Sohn umbringt oder jemand anheuert, diesen Mord auszuführen (denn das ist die Geschichte

im Klartext), kann einem Kind nicht erzählt werden. Ihm zu erklären, daß dies nur

geschah, um die Menschheit glücklicher und besser zu machen, macht die Geschichte ja nicht

besser: Als ob die Menschheit durch das Beispiel eines Mordes verbessert werden könnte.

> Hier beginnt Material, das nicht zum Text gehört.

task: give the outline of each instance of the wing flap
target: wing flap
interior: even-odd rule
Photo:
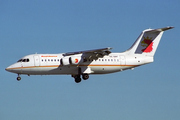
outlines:
[[[85,51],[77,51],[77,52],[68,52],[68,53],[64,53],[63,56],[69,56],[69,55],[76,55],[76,54],[81,54],[81,53],[111,53],[111,47],[107,47],[107,48],[101,48],[101,49],[93,49],[93,50],[85,50]]]

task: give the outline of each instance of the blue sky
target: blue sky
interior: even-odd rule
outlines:
[[[179,120],[178,0],[1,0],[1,120]],[[22,76],[4,69],[34,53],[127,50],[142,30],[166,31],[154,63],[124,72]]]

Ihm zu sagen, all dies sei in Wahrheit ein Mysterium, ist nicht mehr als eine schlechte Ausrede

für ein unglaubwürdiges Märchen.


Wie groß ist der Unterschied zum klaren und einfachen Bekenntnis des Deismus! Der wahre

Deist hat nur eine Gottheit, und seine Religion besteht darin,  Macht, Weisheit und

Wohltätigkeit Gottes in seinen Werken zu betrachten und zu versuchen, ihm in Moral und

Wissen gleichzutun.


Die Religion, die wahrem Deismus von allen am nächsten kommt, wenigstens was Mildtätigkeit

und Moral angeht, ist das Bekenntnis der Quäker. Aber sie schränken sich zu sehr damit ein,

die Werke Gottes aus ihrem System auszuschließen. Obschon ich ihre Philanthropie bewundere,

muß ich doch beim Gedanken daran lächeln, wie still und eintönig eine Schöpfung ausgefallen wäre,

hätte man die Quäker bei ihrer Erschaffung zu Rate gezogen: Keine Blumen hätten ihr Heiterkeit

verliehen, und den Vögeln wäre das Singen verboten.

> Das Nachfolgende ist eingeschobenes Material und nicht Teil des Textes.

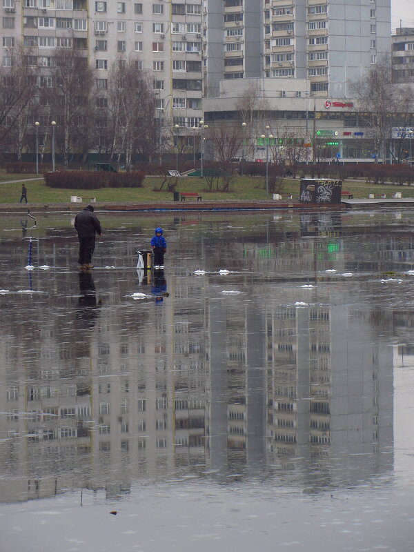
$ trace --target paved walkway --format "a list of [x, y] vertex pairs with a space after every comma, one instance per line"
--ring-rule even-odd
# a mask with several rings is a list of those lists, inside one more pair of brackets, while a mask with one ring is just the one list
[[30, 180], [43, 180], [43, 177], [35, 177], [34, 178], [22, 178], [19, 180], [0, 180], [0, 184], [14, 184], [14, 182], [29, 182]]

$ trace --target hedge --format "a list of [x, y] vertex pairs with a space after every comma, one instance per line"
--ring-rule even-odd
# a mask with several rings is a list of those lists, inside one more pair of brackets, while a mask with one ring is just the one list
[[45, 172], [45, 183], [50, 188], [97, 190], [99, 188], [142, 188], [144, 173], [101, 172], [90, 170], [62, 170]]

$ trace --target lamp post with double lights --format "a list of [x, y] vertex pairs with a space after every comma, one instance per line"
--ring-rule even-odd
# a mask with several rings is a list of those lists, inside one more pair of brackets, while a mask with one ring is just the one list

Aber weiter. Als ich mich mit dem Gebrauch von Globen und dem Orrery* vertraut gemacht hatte,

die Idee von der Unendlichkeit des Raumes sowie von der ewigen Teilbarkeit der Materie begriff und

zumindest ein Allgemeinwissen in der Naturphilosophie erworben hatte, begann ich, die darin

enthaltenen ewigen Beweise mit dem Christentum zu vergleichen - oder, wie schon eingangs gesagt,

letzteres mit ersten zu konfrontieren.


Obwohl er nicht unmittelbar Gegenstand des christlichen Systems ist, so ist der Glaube,

daß diese von uns bewohnte Welt die einzige in der gesamten Schöpfung ist, doch so sehr

mit diesem System verwoben, wie es sich aus dem mosaischen Schöpfungsbericht, der Geschichte

mit Eva und dem Apfel und ihrem Gegenstück, der Geschichte vom Tod des Sohnes Gottes, ergibt,

daß der Glaube an das Gegenteil, also an eine von Gott erschaffene Vielheit von Welten, vielzählig

wie die Sterne am Himmel, dieses christliche Glaubenssystem sofort als winzig und lachhaft entlarvt

und im Kopf zerstiebt wie Federn im Wind. Diese beiden Glauben haben nicht Platz im

selben Gehirn, und wer doch denkt, daß er an beides glaubt, hat sich mit keinem von beiden

wirklich auseinandergesetzt.


*Da dieses Buch in die Hände von Lesern fallen könnte, die nicht wissen, was ein Orrery ist,

sei an dieser Stelle eine Erklärung angefügt - der Name gibt ja nicht sehr viel Aufschluß über

das Ding: Das Orrery hat seinen Namen von seinem Erfinder. Es ist eine Art Uhrwerk, die das

Universum im Kleinen darstellt, wo also die Bewegung der Erde um ihre eigene Achse und um

die Sonne, die Bewegung des Mondes um die Erde, die Bewegung der Planeten um die Sonne,

ihre relative Entfernung zueinander und zur Sonne als Zentrum des Systems

sowie ihre Größen maßstabsgetreu nachgebildet sind, so wie all das am wirklichen Himmel existiert.